À Montbrun-les-Bains, au pied du majestueux Mont Ventoux, les eaux sulfurées attirent depuis des siècles les curistes et les visiteurs en quête de soins. Cette petite ville, nichée dans les Baronnies provençales, recèle un trésor historique, le mur de la peste, édifié pour protéger la région suite à l'épidémie du XVIIe siècle.
Le mur de la peste : une lutte contre l'épidémie en Vaucluse
Il y a 300 ans, un mur de quarantaine fut érigé pour préserver le Vaucluse d'une épidémie dévastatrice. S'étendant sur 27 kilomètres, cette barrière en pierre sèche reliait Lagnes à Cabrière-d'Avignon, passant par Murs, Le Beaucet et le col de la Ligne. Ce projet ambitieux, mené par près de 1500 hommes, visait à protéger des villes mythiques comme Avignon, Carpentras et Fontaines. Cependant, malgré ces efforts, la peste parvint à infiltrer la région en à peine 30 jours, dévoilant ainsi les limites de ce rempart.

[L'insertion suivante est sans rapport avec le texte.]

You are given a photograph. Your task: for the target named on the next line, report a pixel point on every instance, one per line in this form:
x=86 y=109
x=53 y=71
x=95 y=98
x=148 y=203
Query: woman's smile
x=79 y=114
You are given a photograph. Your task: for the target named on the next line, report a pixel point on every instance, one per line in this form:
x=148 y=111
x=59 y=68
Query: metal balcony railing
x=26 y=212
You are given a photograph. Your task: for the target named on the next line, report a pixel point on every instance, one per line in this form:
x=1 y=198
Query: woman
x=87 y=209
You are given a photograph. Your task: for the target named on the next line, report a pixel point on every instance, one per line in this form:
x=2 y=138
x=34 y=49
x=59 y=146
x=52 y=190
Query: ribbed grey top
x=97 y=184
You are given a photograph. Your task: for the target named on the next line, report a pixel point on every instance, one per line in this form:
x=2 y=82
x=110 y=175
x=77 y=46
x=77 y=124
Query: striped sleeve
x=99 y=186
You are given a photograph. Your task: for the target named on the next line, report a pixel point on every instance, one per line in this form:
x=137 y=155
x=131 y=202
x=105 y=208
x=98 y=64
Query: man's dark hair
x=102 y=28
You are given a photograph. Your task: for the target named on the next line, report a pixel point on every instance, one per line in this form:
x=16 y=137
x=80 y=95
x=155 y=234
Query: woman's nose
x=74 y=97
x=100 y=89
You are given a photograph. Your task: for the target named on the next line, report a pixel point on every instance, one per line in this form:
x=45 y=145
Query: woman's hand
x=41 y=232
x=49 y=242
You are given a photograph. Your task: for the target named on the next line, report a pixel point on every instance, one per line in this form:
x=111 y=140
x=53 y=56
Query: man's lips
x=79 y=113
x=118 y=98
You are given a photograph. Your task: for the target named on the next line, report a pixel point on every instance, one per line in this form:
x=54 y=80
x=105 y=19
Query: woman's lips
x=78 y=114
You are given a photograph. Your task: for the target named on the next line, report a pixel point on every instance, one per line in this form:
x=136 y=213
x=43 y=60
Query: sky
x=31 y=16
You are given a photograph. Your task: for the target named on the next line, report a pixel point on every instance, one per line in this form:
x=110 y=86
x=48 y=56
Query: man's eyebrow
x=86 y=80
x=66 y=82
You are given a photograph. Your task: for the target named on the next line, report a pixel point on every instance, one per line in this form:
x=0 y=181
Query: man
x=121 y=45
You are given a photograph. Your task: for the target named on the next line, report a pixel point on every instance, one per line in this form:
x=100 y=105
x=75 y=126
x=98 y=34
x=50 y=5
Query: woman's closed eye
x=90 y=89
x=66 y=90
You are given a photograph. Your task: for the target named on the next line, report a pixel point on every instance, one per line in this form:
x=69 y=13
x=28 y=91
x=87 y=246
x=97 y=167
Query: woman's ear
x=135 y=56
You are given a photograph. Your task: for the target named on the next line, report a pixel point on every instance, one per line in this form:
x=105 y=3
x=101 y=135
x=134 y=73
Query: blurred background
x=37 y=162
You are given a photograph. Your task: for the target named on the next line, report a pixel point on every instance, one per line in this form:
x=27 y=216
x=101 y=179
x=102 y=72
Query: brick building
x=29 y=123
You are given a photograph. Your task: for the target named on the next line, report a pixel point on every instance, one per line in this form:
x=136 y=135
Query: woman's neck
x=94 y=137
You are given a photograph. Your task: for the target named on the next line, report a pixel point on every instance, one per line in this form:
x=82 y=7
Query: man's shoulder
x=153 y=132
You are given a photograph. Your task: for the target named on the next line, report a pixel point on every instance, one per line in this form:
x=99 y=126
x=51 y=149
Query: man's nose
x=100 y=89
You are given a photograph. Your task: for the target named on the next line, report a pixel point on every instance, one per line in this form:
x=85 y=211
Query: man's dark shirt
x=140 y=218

Un projet audacieux mais impuissant face à l'épidémie
Initiée sur ordre du pape, l'idée de construire un mur contre la peste était avant-gardiste pour l'époque. Pourtant, en 1720, l'épidémie ressurgit à Marseille et, malgré la présence de cette fortification, la maladie franchit rapidement les frontières établies, touchant durement Carpentras, Avignon et Monteux. Les pertes furent tragiques, avec près de 8000 décès à Carpentras seulement. Cette réalité amère démontre que même les initiatives les plus nobles peuvent s'avérer vaines face aux forces de la nature.
Une légende à Carpentras : la cloche miraculeuse
Le 10 juillet 1721, alors que la peste persistait à faire des ravages, un événement inattendu se produisit à Carpentras. Les cloches de la chapelle de Notre-Dame-de-Santé sonnèrent seules à 3 heures du matin, suscitant des interprétations miraculeuses parmi les habitants. Cette tradition perdure ; chaque année, une messe est célébrée ce jour-là à 3 heures du matin pour remercier la Vierge d'avoir veillé sur la ville.
Le mur de la peste aujourd'hui : un vestige à découvrir
Malgré son rôle historique inachevé, le mur de la peste demeure un fascinant témoin du passé. L'association Pierre Sèche en Provence s'investit dans sa restauration, permettant aux randonneurs de découvrir ces vestiges en suivant des sentiers balisés. À Murs, les vestiges de ce rempart, bien que partiellement effondrés, évoquent une atmosphère mystique et rappellent l'histoire tragique qui marqua la région. Ces pierres anciennes offrent un regard poignant sur les luttes passées contre les épidémies et soulignent l'importance de la mémoire collective.